Oklahoma Governor Kevin Stitt called the bill necessary, saying the Biden administration is failing to secure the nation’s borders.
“Not only that, but they stand in the way of states trying to protect their citizens,” Stitt said in a statement.
The federal action was expected, as the Department of Justice warned Oklahoma officials last week the agency would sue unless the state agreed not to enforce the new law.
In response, Oklahoma Attorney General Gentner Drummond called the DOJ’s preemption argument “dubious at best” and said that while the federal government has broad authority over immigration, it does not have “exclusive power” on the subject.
“Oklahoma is exercising its concurrent and complementary power as a sovereign state to address an ongoing public crisis within its borders through appropriate legislation,” Drummond wrote in a letter to the DOJ. “Put more bluntly, Oklahoma is cleaning up the Biden Administration’s mess through entirely legal means in its own backyard — and will resolutely continue to do so by supplementing federal prohibitions with robust state penalties.”
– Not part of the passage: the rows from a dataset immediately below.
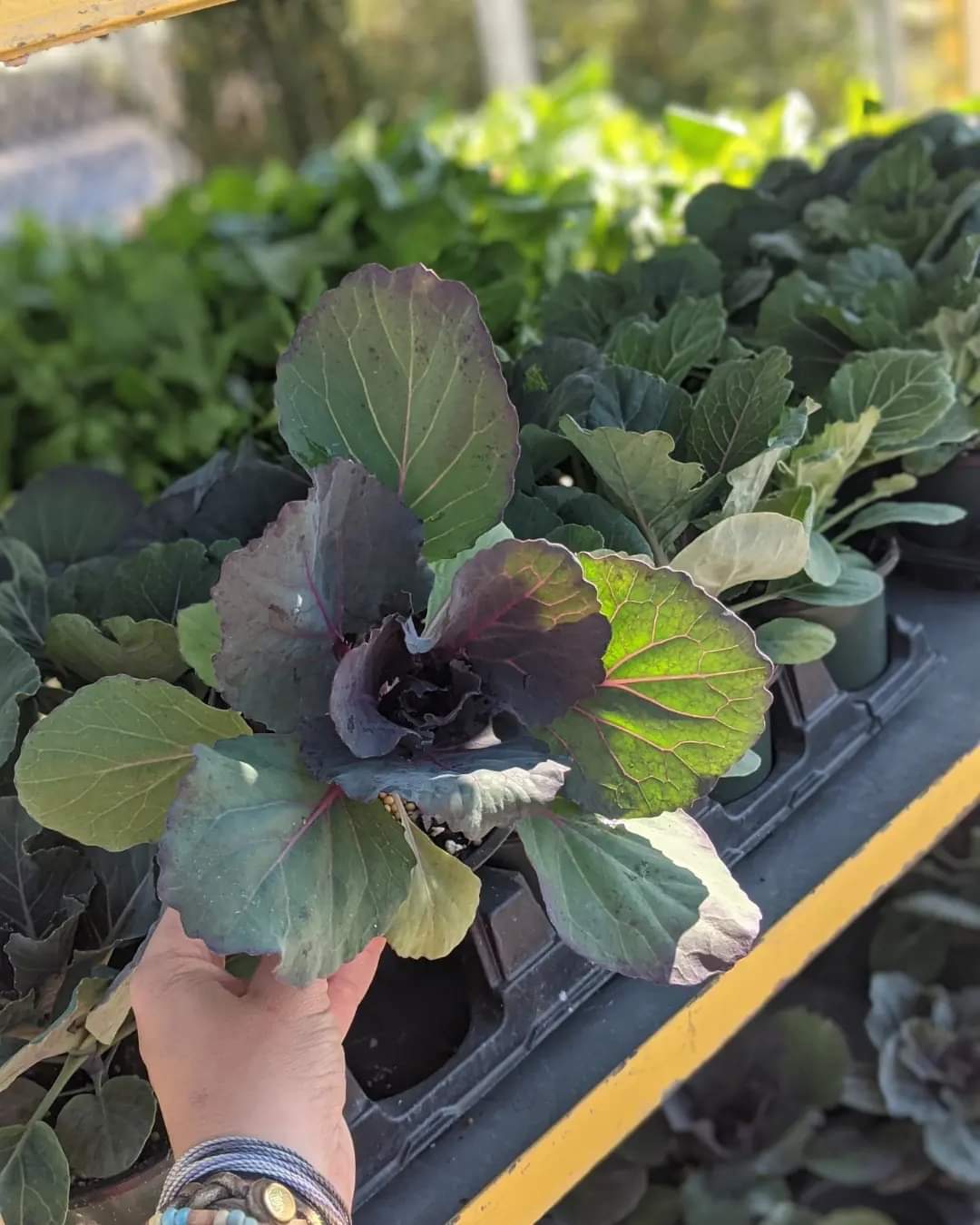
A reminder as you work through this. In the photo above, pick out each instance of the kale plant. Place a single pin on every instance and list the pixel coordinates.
(876, 251)
(410, 678)
(646, 427)
(927, 1039)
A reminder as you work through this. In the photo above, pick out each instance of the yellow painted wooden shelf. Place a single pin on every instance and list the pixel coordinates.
(31, 26)
(528, 1141)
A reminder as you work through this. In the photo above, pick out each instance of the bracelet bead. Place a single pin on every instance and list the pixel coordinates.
(202, 1217)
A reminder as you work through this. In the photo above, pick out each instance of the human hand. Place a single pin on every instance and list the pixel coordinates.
(262, 1059)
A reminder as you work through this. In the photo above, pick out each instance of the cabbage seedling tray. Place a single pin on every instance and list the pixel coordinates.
(434, 1038)
(573, 1091)
(818, 728)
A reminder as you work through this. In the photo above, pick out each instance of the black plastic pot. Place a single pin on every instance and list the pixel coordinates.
(816, 727)
(959, 484)
(920, 1207)
(431, 1038)
(861, 653)
(126, 1202)
(728, 790)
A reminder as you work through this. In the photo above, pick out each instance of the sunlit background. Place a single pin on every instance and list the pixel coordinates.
(91, 133)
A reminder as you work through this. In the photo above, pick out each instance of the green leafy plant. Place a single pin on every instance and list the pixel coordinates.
(412, 678)
(865, 272)
(663, 435)
(418, 679)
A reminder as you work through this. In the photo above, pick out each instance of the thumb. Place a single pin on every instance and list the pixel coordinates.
(173, 957)
(339, 995)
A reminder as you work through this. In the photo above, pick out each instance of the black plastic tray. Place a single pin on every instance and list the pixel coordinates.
(520, 983)
(512, 982)
(818, 728)
(951, 569)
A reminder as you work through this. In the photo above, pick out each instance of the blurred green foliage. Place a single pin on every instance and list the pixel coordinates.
(143, 356)
(283, 76)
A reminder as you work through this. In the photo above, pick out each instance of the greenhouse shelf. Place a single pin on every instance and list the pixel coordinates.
(597, 1077)
(31, 26)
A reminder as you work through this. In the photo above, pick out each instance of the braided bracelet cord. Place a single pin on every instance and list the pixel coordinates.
(247, 1155)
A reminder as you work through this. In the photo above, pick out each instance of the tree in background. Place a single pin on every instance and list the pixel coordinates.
(283, 76)
(708, 53)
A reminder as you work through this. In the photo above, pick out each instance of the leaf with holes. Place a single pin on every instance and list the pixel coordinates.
(144, 650)
(332, 565)
(104, 1132)
(688, 336)
(71, 514)
(745, 549)
(739, 409)
(471, 790)
(441, 902)
(158, 581)
(641, 476)
(24, 595)
(789, 640)
(528, 623)
(260, 858)
(910, 388)
(397, 371)
(34, 1176)
(199, 633)
(103, 769)
(65, 1035)
(682, 700)
(679, 916)
(18, 679)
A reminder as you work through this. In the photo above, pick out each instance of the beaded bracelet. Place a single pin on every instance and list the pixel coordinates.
(242, 1181)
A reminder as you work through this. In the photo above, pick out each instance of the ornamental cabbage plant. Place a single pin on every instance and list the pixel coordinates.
(927, 1040)
(402, 678)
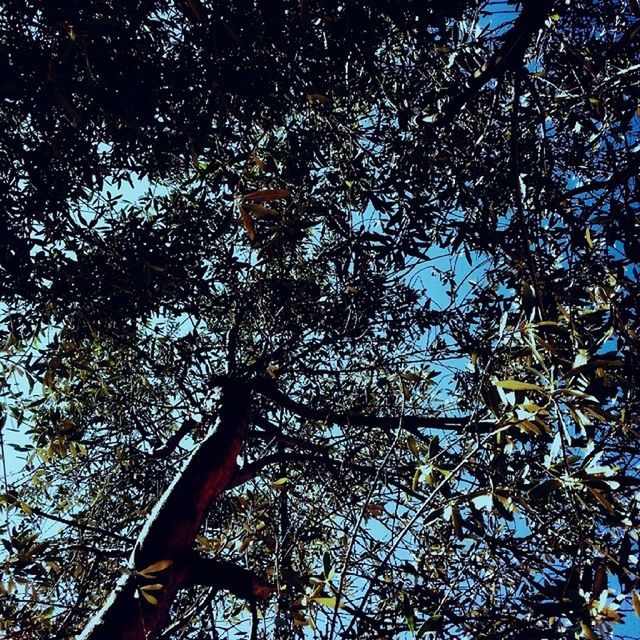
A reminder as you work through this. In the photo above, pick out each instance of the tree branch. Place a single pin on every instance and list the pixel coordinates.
(224, 574)
(509, 56)
(171, 529)
(413, 424)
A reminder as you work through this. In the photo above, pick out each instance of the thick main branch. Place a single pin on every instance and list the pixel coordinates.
(171, 529)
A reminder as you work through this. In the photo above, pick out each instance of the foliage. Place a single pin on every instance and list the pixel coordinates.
(410, 227)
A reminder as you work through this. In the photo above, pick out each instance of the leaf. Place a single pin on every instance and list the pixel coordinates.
(26, 508)
(248, 224)
(413, 447)
(600, 497)
(317, 97)
(409, 613)
(265, 195)
(516, 385)
(430, 625)
(148, 597)
(328, 602)
(156, 567)
(456, 523)
(260, 212)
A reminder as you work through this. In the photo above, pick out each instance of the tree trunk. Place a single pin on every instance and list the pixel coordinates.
(169, 533)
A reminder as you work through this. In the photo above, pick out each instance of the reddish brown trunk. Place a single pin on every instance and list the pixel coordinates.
(171, 530)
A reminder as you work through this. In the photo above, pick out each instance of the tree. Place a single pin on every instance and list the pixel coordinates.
(355, 352)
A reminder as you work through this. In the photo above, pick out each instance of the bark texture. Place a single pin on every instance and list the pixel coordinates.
(170, 532)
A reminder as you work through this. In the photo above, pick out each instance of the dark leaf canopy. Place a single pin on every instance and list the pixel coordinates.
(408, 229)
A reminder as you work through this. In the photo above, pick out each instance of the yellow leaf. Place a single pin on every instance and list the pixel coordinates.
(516, 385)
(149, 598)
(280, 483)
(161, 565)
(264, 195)
(328, 602)
(247, 223)
(587, 632)
(317, 97)
(530, 427)
(375, 509)
(413, 447)
(260, 211)
(600, 497)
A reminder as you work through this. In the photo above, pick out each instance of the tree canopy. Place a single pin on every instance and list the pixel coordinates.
(319, 319)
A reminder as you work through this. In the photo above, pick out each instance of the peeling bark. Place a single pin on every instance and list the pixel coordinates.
(171, 530)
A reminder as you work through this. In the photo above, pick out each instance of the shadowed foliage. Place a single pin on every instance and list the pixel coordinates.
(319, 319)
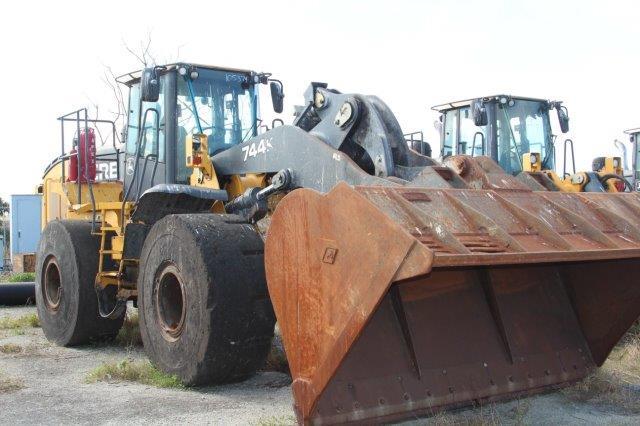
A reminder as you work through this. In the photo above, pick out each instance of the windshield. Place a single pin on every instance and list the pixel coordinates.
(224, 104)
(522, 127)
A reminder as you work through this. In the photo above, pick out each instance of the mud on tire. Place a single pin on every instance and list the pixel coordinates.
(66, 267)
(205, 313)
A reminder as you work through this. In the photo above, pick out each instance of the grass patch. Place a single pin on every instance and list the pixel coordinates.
(9, 384)
(129, 334)
(10, 348)
(16, 323)
(617, 382)
(22, 277)
(133, 371)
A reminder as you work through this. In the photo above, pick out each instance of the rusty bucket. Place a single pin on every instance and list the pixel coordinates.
(397, 302)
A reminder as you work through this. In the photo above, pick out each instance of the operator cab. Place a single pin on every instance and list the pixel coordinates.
(502, 127)
(171, 102)
(634, 135)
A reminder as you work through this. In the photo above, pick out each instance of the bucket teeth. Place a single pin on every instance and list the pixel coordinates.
(403, 301)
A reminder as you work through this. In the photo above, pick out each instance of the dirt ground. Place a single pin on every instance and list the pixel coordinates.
(48, 386)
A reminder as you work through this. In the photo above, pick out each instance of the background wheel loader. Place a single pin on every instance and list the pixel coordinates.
(400, 289)
(634, 177)
(516, 133)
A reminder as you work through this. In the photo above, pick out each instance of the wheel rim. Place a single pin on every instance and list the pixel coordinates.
(169, 303)
(52, 285)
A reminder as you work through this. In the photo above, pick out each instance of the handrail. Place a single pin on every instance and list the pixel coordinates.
(473, 145)
(412, 140)
(564, 160)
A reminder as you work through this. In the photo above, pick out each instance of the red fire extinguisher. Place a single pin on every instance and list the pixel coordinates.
(84, 150)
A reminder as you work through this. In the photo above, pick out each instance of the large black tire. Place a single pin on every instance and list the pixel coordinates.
(205, 312)
(66, 267)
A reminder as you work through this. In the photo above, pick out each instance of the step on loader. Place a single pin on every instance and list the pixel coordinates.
(400, 288)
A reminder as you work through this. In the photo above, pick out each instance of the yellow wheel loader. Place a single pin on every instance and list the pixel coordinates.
(516, 132)
(400, 288)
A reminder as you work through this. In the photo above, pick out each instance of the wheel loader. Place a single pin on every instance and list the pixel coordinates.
(516, 132)
(399, 288)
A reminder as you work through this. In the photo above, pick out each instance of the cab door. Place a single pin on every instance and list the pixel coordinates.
(148, 125)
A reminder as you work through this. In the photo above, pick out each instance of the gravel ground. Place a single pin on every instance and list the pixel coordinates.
(55, 392)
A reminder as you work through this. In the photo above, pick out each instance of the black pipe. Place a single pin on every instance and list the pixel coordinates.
(12, 294)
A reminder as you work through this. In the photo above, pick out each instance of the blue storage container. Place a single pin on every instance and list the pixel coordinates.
(25, 223)
(1, 252)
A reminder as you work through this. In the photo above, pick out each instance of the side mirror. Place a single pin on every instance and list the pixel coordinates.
(563, 118)
(149, 85)
(277, 95)
(479, 111)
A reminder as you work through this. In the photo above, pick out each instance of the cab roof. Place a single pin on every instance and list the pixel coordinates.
(467, 102)
(133, 77)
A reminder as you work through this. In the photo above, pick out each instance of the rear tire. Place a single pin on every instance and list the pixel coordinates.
(205, 312)
(66, 267)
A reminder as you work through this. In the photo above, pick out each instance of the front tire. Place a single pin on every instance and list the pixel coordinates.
(205, 312)
(66, 267)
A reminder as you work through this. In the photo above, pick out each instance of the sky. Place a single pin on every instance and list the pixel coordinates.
(413, 55)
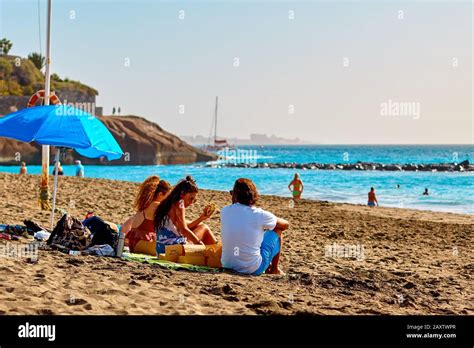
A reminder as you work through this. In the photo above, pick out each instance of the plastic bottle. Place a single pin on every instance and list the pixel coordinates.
(120, 244)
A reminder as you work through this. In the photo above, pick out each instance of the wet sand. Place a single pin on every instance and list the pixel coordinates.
(407, 261)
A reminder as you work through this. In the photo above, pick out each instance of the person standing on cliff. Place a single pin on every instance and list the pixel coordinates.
(23, 168)
(372, 198)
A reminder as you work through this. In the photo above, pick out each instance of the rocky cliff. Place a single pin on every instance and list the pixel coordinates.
(143, 142)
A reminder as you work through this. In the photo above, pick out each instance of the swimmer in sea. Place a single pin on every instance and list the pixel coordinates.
(296, 187)
(372, 198)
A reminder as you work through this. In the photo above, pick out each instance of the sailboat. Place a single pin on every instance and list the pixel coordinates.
(218, 144)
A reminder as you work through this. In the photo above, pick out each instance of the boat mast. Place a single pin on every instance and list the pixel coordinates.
(215, 123)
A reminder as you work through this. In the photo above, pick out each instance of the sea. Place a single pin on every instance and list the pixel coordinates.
(449, 191)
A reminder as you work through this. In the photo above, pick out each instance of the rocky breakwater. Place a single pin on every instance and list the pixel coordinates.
(463, 166)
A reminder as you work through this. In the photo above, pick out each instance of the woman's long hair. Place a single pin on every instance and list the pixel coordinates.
(184, 186)
(146, 193)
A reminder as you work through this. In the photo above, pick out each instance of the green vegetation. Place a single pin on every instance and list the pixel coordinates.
(21, 76)
(37, 59)
(5, 46)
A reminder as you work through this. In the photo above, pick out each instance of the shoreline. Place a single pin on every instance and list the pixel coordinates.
(287, 198)
(409, 265)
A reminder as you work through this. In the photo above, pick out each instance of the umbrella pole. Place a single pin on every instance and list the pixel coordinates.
(44, 188)
(56, 161)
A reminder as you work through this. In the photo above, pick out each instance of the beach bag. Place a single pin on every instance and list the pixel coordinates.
(102, 232)
(70, 233)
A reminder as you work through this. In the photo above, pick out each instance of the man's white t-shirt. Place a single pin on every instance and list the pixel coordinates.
(242, 229)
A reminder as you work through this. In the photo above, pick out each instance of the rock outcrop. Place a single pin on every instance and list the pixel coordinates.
(143, 142)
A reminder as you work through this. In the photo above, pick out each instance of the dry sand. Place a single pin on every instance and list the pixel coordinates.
(416, 262)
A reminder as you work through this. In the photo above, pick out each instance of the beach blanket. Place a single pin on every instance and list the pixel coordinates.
(166, 264)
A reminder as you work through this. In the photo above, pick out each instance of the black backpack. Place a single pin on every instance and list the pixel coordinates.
(101, 231)
(70, 233)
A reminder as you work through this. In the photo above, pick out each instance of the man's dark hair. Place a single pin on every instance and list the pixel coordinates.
(245, 192)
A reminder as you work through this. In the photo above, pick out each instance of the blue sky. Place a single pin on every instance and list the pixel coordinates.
(284, 64)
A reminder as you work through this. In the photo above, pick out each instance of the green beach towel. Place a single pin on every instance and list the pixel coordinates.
(143, 258)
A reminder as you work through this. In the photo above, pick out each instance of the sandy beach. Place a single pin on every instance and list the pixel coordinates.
(414, 262)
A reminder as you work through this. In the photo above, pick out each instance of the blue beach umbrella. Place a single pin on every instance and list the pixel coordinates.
(61, 126)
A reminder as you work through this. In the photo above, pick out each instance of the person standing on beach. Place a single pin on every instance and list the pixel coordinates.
(170, 219)
(251, 237)
(296, 187)
(79, 169)
(23, 168)
(372, 198)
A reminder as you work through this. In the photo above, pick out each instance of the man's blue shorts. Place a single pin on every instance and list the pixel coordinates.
(269, 249)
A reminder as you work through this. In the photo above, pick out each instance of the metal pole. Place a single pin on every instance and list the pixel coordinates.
(55, 189)
(215, 124)
(44, 189)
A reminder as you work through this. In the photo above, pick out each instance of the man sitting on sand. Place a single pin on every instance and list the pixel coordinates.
(251, 236)
(372, 198)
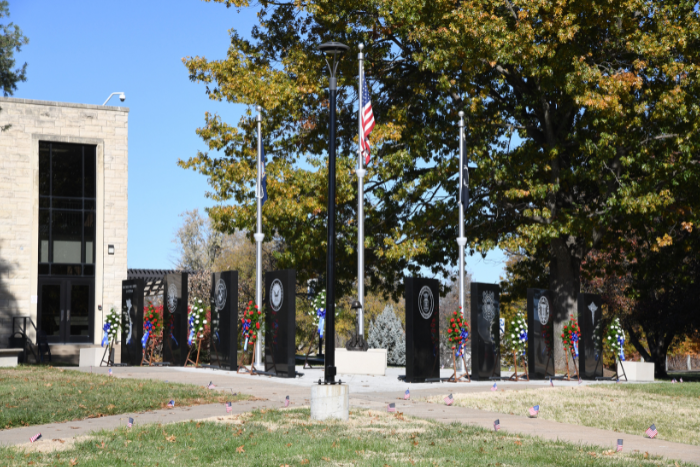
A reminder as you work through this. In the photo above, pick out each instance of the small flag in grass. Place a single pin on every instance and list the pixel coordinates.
(534, 410)
(651, 431)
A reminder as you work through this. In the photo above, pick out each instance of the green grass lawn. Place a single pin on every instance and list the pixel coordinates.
(289, 438)
(627, 408)
(33, 395)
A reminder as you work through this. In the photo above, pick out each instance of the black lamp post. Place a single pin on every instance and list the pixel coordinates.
(332, 50)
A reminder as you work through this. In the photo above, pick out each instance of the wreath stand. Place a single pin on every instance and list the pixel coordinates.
(107, 356)
(617, 375)
(147, 354)
(456, 379)
(251, 371)
(568, 373)
(190, 352)
(525, 375)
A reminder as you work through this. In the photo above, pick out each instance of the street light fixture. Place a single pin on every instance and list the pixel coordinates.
(122, 97)
(332, 50)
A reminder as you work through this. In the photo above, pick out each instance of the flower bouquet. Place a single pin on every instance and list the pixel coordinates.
(516, 341)
(251, 324)
(457, 336)
(110, 329)
(196, 323)
(152, 331)
(570, 336)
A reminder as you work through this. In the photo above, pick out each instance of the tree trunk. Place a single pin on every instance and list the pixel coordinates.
(565, 284)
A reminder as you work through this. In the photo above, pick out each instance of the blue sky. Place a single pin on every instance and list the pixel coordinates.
(81, 51)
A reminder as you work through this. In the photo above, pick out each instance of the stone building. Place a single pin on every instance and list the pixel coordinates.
(63, 219)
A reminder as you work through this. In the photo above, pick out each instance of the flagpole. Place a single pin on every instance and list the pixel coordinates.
(360, 205)
(461, 240)
(259, 236)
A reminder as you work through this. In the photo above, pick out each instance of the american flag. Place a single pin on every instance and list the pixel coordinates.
(534, 410)
(651, 431)
(366, 119)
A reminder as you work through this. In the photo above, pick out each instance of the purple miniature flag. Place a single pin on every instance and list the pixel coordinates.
(651, 431)
(534, 411)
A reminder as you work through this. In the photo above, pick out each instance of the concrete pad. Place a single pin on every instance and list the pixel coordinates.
(637, 371)
(330, 401)
(373, 362)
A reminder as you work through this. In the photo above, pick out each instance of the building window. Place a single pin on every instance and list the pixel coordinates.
(67, 181)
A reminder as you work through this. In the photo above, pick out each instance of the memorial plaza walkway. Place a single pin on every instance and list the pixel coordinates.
(369, 392)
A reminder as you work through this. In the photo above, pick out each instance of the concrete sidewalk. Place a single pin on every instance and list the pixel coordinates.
(365, 392)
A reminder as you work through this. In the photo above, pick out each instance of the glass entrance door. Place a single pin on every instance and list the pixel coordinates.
(65, 309)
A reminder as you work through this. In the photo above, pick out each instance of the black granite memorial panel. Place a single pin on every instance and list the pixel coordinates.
(422, 329)
(485, 331)
(590, 314)
(280, 322)
(132, 321)
(540, 324)
(175, 319)
(224, 319)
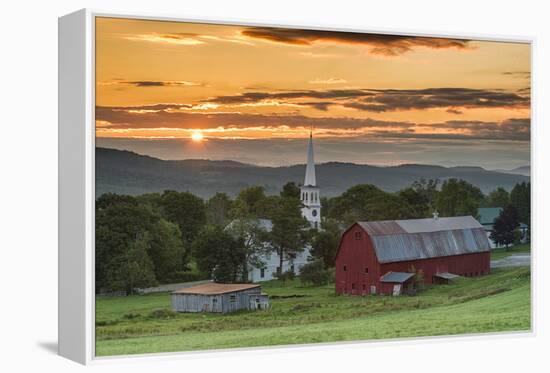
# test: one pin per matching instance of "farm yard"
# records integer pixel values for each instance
(497, 302)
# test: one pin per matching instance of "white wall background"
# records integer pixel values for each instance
(28, 205)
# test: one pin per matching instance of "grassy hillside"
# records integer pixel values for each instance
(299, 314)
(126, 172)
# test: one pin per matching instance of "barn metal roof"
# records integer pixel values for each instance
(402, 240)
(399, 277)
(213, 288)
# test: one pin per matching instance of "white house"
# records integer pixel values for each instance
(311, 210)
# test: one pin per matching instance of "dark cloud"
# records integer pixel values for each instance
(384, 100)
(521, 74)
(512, 129)
(152, 116)
(387, 45)
(144, 117)
(378, 150)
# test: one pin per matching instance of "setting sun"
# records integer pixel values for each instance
(197, 136)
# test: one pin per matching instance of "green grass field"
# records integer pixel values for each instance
(502, 252)
(301, 314)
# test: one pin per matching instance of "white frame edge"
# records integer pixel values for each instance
(76, 108)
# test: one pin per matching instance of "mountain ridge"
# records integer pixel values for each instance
(126, 172)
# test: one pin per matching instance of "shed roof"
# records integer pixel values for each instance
(215, 288)
(487, 215)
(402, 240)
(399, 277)
(446, 275)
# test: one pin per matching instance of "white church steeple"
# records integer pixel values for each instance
(309, 192)
(310, 167)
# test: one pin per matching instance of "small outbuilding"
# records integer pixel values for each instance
(396, 283)
(382, 257)
(219, 298)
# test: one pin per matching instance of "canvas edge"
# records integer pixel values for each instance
(84, 343)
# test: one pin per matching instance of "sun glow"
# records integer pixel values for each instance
(197, 136)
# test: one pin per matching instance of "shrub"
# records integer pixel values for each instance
(315, 273)
(130, 316)
(285, 276)
(163, 313)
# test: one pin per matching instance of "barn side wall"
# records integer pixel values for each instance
(356, 254)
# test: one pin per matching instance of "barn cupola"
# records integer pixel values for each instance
(309, 192)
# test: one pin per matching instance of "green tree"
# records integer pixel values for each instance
(520, 198)
(218, 254)
(458, 198)
(427, 188)
(132, 269)
(120, 221)
(505, 226)
(218, 208)
(290, 232)
(497, 198)
(367, 202)
(418, 204)
(324, 243)
(186, 210)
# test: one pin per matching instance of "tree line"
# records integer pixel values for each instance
(176, 236)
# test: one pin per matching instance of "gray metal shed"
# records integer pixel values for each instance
(219, 298)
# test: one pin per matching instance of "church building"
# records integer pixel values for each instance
(311, 210)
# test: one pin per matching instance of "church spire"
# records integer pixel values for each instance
(310, 167)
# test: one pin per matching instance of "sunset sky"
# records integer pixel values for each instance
(252, 94)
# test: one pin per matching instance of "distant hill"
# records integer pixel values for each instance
(522, 170)
(126, 172)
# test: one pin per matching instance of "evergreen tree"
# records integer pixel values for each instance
(289, 234)
(520, 198)
(218, 254)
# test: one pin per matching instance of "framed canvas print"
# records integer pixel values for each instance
(236, 185)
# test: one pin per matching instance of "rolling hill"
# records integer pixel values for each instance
(126, 172)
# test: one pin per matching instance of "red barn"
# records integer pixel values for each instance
(380, 256)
Texas was allowed to enforce a law similar to Oklahoma’s for only a few confusing hours in March before it was put on hold by a federal appeals court’s three-judge panel. The panel heard arguments from supporters and opponents in April and will next issue a decision on the law’s constitutionality.
The Justice Department filed another lawsuit earlier this month seeking to block an Iowa law that would allow criminal charges to be brought against people who have outstanding deportation orders or who previously have been removed from or denied admission to the United States.
The law in Oklahoma has prompted several large protests at the state Capitol that included immigrants and their families voicing concern that their loved ones will be racially profiled by police.
“We feel attacked,” said Sam Wargin Grimaldo, an immigration attorney who attended a rally last month wearing a shirt that read, “Young, Latino and Proud.”
“People are afraid to step out of their houses if legislation like this is proposed and then passed,” he said.
The Oklahoma Association of Chiefs of Police and the Metro Law Enforcement Agency Leaders issued a joint statement earlier this month saying they weren’t involved in drafting the bill and raised concerns that it would put crime victims at risk because they might fear reporting to law enforcement.
“This law has the potential to destroy the connections and relationships we have built within our local immigrant communities and set us back for many years to come,” they said.